At this point in the beginning of the church, there was great unity of faith, spirit and purpose among the new disciples. Many were long distances from their homes and began to deplete their resources. Those who had possessions sold them in order to share with those who were needy. Among the ones sharing their wealth was a man named Barnabas, who sold his land and brought the money and gave it to the apostles.
Unfortunately, when good works are being performed, there are some who seek the praise of men. These sales of property were voluntary and no one was required to give any certain portion.
Ananias and his wife Sapphira conspired among themselves to sell a possession and keep back part of the price while reporting that they had given all of it to the apostles. They were each struck dead because they had lied to the Holy Spirit about their intentions. This example of the wrath of God brought great fear upon all the church.
The popularity of the church and the apostles continued to spread and many sick people were brought to be healed. Multitudes of believers, both men and women were being added to the Lord. People from surrounding cities also came to be healed.
This was too much for the high priest and the other Sadducees. They saw the vast number of people who believed in the resurrection of Jesus as taught by the apostles. At this time, they put not just Peter and John, but all of the apostles in prison because of their teaching.
The high priest called the council together the next morning and sent for the apostles to be brought to appear before them.
There was a big problem. They were not in the prison. Instead, the apostles were in the temple teaching the people. An angel of the Lord had opened the doors of the prison that night and had brought them out. The guards did not even know they had been released.
When the captain and officers had brought the apostles from the temple to the council, the high priest reminded them that they had been commanded not to teach in this name.

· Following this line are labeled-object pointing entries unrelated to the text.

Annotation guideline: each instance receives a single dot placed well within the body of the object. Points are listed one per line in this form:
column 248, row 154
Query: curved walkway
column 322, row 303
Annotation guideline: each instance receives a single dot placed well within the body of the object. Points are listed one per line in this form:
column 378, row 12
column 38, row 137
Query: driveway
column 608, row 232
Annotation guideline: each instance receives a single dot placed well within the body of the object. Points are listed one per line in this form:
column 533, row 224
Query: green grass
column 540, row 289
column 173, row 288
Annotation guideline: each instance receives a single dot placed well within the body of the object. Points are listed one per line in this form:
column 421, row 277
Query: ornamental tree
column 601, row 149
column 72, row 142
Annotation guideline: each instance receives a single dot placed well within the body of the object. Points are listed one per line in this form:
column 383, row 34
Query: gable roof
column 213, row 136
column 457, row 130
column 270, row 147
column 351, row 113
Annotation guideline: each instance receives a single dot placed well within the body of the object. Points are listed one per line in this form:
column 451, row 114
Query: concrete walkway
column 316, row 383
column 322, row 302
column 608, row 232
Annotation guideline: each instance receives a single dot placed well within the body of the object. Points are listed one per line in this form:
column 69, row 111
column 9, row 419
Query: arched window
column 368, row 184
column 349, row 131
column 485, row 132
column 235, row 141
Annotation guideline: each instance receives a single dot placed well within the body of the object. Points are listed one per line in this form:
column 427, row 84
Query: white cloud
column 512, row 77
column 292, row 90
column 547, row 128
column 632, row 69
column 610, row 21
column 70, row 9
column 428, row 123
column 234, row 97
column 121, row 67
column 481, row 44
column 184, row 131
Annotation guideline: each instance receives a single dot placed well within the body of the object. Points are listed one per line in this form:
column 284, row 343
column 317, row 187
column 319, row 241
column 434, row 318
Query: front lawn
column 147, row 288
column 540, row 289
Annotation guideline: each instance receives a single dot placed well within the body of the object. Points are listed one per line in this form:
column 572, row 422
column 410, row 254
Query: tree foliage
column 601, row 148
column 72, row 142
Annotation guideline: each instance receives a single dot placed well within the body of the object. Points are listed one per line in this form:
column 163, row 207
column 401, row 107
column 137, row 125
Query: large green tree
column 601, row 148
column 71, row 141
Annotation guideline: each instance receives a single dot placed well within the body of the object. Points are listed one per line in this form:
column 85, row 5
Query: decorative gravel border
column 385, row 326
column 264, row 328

Peter and the other apostles reminded him that they were to obey God instead of men and that God had raised up Jesus from the dead, whom they had murdered.
Gamaliel, one of the council members and also a teacher of the law called for a private meeting of the council. He mentioned men who had made great claims and had many followers who had been destroyed. Gamaliel reasoned that if these things were of men, they would also come to nothing, but if they were from God, they could not fight against God.
After beating and warning the apostles, the council released them instead of putting them to death. But, “Daily in the temple, and in every house, they did not cease teaching and preaching Jesus as the Christ.”
First-century women were not respected very highly socially. They were greatly dependent upon the men in their lives for their care. Widows sometimes became very neglected and poor.
This became evident in the early church. A group of widows of Greek decent were being overlooked in the daily distribution of the common funds that had been raised through the selling of property.
When this was brought to the attention of the apostles, they realized that to oversee this problem and others like it would reduce the amount of time they had to preach the gospel.
As a remedy to this dilemma, the apostles instructed the church to select seven men to care for these material needs of the church. These men had a good reputation among the disciples and also among outsiders of the church. Their lives showed that they were full of the works of the Spirit and were men of wisdom.
The men chosen were Stephen, Philip, Prochorus, Nicanor, Timon, Parmenas and Nicolas. The name deacon is not used here, but a careful study reveals the similarity of this work with the work of deacons recorded later in the church.
With this problem solved, the church continued to grow and flourish in Jerusalem and even many of the priests were obedient to the faith.
As we continue through Acts, the apostle Paul to be appointed later, with his writings and struggles will become the main emphasis of our study. Later, we shall study the writings of some of the other inspired authors.